Reclaiming Our Sacred Ground

BOOK REVIEW: THE LIFE & LEGACY OF ENSLAVED VIRGINIAN EMILY WINFREE

Originally published in the Winter 2022 edition of the Virginia Defender, issue 67, printed February 3. Reproduced here for accessibility and archival purposes. To find other stories in the Winter 2022 issue or to download the full PDF, see this post. For the full web catalog, see our Full Issues page.

By Ana Edwards

The Life & Legacy of Enslaved Virginian Emily Winfree – Dr. Jan Meck and Virginia Refo

The History Press, 2021; 158 pages; $21.99

The book that Jan Meck and Virginia Refo have written is the first study of the life of Emily Winfree, a Virginia-born African woman who lived from 1834 to 1865 enslaved in Petersburg and Chesterfield Country and, after Emancipation, in Manchester until her death in 1919. Five of her children are attributed to Dr. David C. Winfree of Chesterfield, who purchased Emily Winfree and her two young daughters in 1860. After Emancipation, he gave her a house and property in town and 109 acres of land he owned in Chesterfield before dying in 1867. It was this property that gave Emily Winfree – a domestic worker who could not read – the little stability she could maintain for her children in their free life.

Using a combination of primary records, interviews with Ms. Winfree’s descendants and imagined conversations, Meck and Rego have compiled an empathetic biography with a great deal of detail about Ms.

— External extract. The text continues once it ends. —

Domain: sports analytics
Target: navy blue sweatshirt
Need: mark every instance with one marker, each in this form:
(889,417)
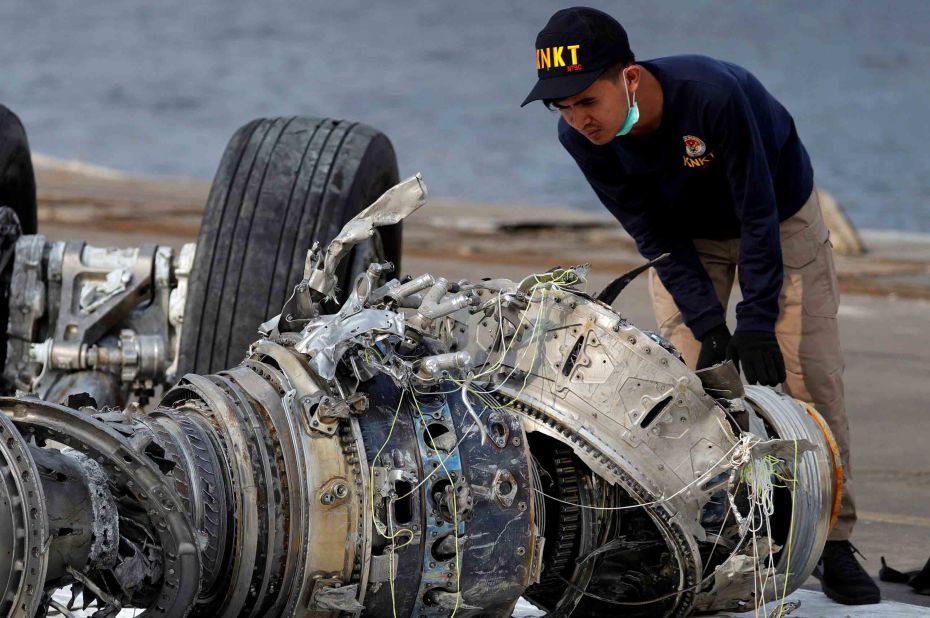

Winfree’s attempts to leverage the property to secure her family finances. The authors also chose to envelope Ms. Winfree’s struggles in a well-researched history of the rise and fall of Reconstruction in Virginia and how it impacted what opportunities were actually available to newly-freed Black people like Ms. Winfree. Land ownership could make all the difference from a life of impoverished laboring, but it was not a guarantee. In this reader’s opinion one of the strongest themes is that of charting the progress of each generation of Ms. Winfree’s descendants – from illiteracy to educated, from laboring to educators and entrepreneurs. From a single woman, generations of family survived a world of poverty, segregation and arbitrary violence.

Rescued in 2002 from a planned demolition at its original location in Manchester, Ms. Winfree’s post-war cottage now sits on blocks and I-beams next to the Devil’s Half-Acre in Shockoe Bottom, looking weary, but somehow hopeful.